# Euro-bracing



## monisaab (Jan 12, 2011)

Good day everyone,

I want to euro-brace my 4' glass aquarium and will appreciate guidance on how to do it.


----------



## BillD (May 17, 2005)

Are you sure? Euro bracing makes the use of some filters problematic. Perhaps a central brace might be more practical. Euro bracing is basically running a 1 1/2" or 2" strip of glass the length of the long sides, on the top of the glass. Usually the ends are also done. The braces can be set inside the top edge rather than on top if preferred. On a 4' tank you would still want a centre brace if you are planning to use glass lids.


----------



## monisaab (Jan 12, 2011)

Thanks.

What do you say about the width of the center brace?


----------



## BillD (May 17, 2005)

If you are adding a centre brace alone, I would suggest 3'' to 4" in width. It should be at least as thick as the tank glass. My experience has been that it is much easier to get a good bond if the glass brace sits on top of the vertical pains rather than set down inside the front an back panes. The reason is that it is difficult to apply the silicone inside and have it stay and connect well with the brace when you set it in.


----------



## monisaab (Jan 12, 2011)

Thanks BillD.

BTW how far is Whitby from GTA?


----------



## RRasco (Aug 31, 2006)

My newest 55 had somewhat of a euro brace. I got the tank from Petco's $1/gallon sale. I had to cut the brace out where I needed to put a HOB. Was kind of frustrating.


----------



## BillD (May 17, 2005)

monisaab said:


> Thanks BillD.
> 
> BTW how far is Whitby from GTA?


Whitby is part of GTA, about 50 km east of Toronto


----------



## cichlid_baby (Jan 28, 2003)

RRasco said:


> My newest 55 had somewhat of a euro brace. I got the tank from Petco's $1/gallon sale. I had to cut the brace out where I needed to put a HOB. Was kind of frustrating.

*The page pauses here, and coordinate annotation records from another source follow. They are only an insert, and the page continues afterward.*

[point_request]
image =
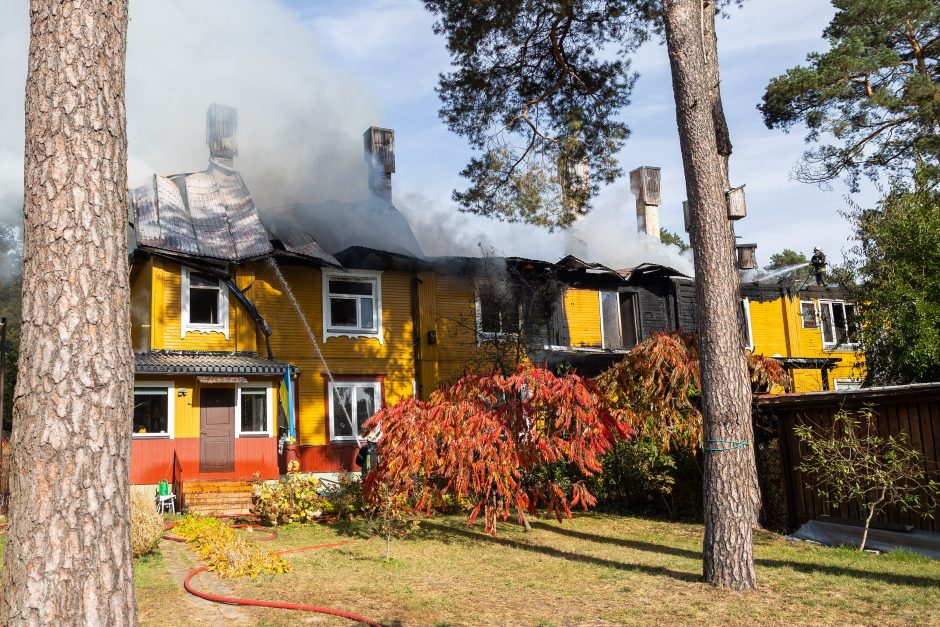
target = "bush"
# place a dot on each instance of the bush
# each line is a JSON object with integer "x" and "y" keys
{"x": 294, "y": 498}
{"x": 223, "y": 552}
{"x": 146, "y": 524}
{"x": 344, "y": 500}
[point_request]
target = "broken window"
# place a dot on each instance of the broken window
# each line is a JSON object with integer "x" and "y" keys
{"x": 839, "y": 324}
{"x": 353, "y": 304}
{"x": 254, "y": 411}
{"x": 151, "y": 411}
{"x": 497, "y": 309}
{"x": 808, "y": 314}
{"x": 351, "y": 406}
{"x": 205, "y": 304}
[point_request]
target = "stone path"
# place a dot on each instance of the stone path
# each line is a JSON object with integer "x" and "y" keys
{"x": 179, "y": 560}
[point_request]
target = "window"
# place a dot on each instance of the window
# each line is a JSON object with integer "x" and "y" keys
{"x": 746, "y": 331}
{"x": 153, "y": 411}
{"x": 839, "y": 324}
{"x": 351, "y": 405}
{"x": 808, "y": 314}
{"x": 205, "y": 304}
{"x": 497, "y": 310}
{"x": 353, "y": 304}
{"x": 254, "y": 411}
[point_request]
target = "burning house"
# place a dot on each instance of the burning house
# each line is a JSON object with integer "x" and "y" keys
{"x": 263, "y": 335}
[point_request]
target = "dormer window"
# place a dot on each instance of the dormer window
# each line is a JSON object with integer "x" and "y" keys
{"x": 352, "y": 304}
{"x": 205, "y": 304}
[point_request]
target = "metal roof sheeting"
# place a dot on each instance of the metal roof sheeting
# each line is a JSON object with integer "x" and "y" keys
{"x": 204, "y": 214}
{"x": 206, "y": 363}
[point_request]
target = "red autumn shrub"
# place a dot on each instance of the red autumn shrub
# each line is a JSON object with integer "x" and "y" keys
{"x": 483, "y": 440}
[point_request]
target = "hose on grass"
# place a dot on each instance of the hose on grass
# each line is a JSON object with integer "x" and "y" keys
{"x": 187, "y": 583}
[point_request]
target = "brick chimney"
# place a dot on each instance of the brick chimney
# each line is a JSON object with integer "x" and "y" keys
{"x": 644, "y": 183}
{"x": 379, "y": 144}
{"x": 221, "y": 127}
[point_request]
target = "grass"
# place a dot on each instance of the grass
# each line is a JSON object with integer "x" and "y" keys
{"x": 618, "y": 569}
{"x": 600, "y": 567}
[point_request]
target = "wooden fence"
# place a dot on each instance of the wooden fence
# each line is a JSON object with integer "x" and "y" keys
{"x": 912, "y": 411}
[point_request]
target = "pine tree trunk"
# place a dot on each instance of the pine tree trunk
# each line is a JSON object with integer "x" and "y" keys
{"x": 68, "y": 555}
{"x": 723, "y": 140}
{"x": 726, "y": 396}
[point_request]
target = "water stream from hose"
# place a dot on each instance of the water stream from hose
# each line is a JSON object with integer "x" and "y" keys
{"x": 316, "y": 345}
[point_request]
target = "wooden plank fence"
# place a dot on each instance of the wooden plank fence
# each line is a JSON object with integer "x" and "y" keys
{"x": 912, "y": 411}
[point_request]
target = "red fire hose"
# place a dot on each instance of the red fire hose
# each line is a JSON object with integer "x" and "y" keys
{"x": 273, "y": 604}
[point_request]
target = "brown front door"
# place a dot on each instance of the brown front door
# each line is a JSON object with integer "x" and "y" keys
{"x": 217, "y": 430}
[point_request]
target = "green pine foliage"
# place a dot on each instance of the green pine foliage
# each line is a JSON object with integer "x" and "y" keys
{"x": 872, "y": 101}
{"x": 897, "y": 268}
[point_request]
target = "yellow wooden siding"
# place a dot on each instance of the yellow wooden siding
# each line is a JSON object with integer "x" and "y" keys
{"x": 362, "y": 357}
{"x": 777, "y": 330}
{"x": 583, "y": 313}
{"x": 141, "y": 285}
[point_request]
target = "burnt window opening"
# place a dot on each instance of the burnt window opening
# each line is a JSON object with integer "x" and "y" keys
{"x": 151, "y": 411}
{"x": 254, "y": 414}
{"x": 808, "y": 315}
{"x": 839, "y": 324}
{"x": 497, "y": 309}
{"x": 204, "y": 299}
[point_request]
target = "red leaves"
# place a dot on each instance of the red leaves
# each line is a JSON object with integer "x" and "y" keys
{"x": 483, "y": 439}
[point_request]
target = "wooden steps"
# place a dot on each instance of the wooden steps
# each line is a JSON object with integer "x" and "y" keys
{"x": 220, "y": 497}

I'm not quite sure what you are talking about is considered "Euro Bracing" a tank....

more likely.. what you might be referring to is just the plastic tank trim molding around the top and bottom edge of the tank...

This is what "Euro Bracing" a tank is.....

http://www.google.com/imgres?imgurl=htt ... 9,r:19,s:0


----------



## monisaab (Jan 12, 2011)

Thank you cichlid_baby.

BillD I will try & visit you the next time I am in Toronto, hopefully sometime in the second half of this year... That is if thats OK with you...


----------



## iwade4fish (Jan 5, 2009)

Hey there, monisaab. I will be doing my 75 w/something along the lines of bracing, many other projects going on...fish-house, algae scrubber for nitrates, that other forum, blah blah blah


----------



## monisaab (Jan 12, 2011)

all the best iwade4fish...


----------



## RRasco (Aug 31, 2006)

cichlid_baby said:


> I'm not quite sure what you are talking about is considered "Euro Bracing" a tank....
> 
> more likely.. what you might be referring to is just the plastic tank trim molding around the top and bottom edge of the tank...
> 
> ...


Since the thread is dug up anyways...

I know what euro bracing is. My tank had the original black plastic trim, but it had somewhat of a euro brace style to it. I have several other 55s and they don't have this type of trim. I agree it would be better identified as an odd shaped trim, none the less it reminded me of a euro brace.


----------